NZ 'Spying' No Surprise, Says Fiji
By Roland Koroi
SUVA (Fiji Broadcasting Corporation/Pacific Media Watch): News of New Zealand government spying on Fiji and tapping phone lines before and after the 2006 coup comes as no surprise, says permanent Secretary for Information Sharon Smith-Johns.
Smith-Johns says Fiji has always maintained that New Zealand was indeed spying on Fiji and the leaked documents revealed today have validated those claims.
The cables released by the Wikileaks website show that NZ used signals intelligence to listen in on phone conversations between Fiji’s military and leadership.
Smith-Johns say the Fiji government has nothing to hide and New Zealand could go on listening if they want.

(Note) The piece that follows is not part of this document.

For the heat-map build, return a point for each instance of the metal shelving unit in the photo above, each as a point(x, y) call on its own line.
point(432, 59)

>>> “Let them listen to what the government has to say. We’ve got nothing to say, we know where the Roadmap is taking us, we know of elections in 2014, we know when the constitution will come into place, we talk about this openly so let the NZ government spy on us and pass that information onto America or to Australia or to whoever they’re passing the information to.”
Smith-Johns has also refuted claims in overseas media that the leaked reports would anger Fiji Prime Minister Commodore Voreqe Bainimarama.
Smith-Johns says the reports only show that Fiji was right and that New Zealand was spying on Fiji.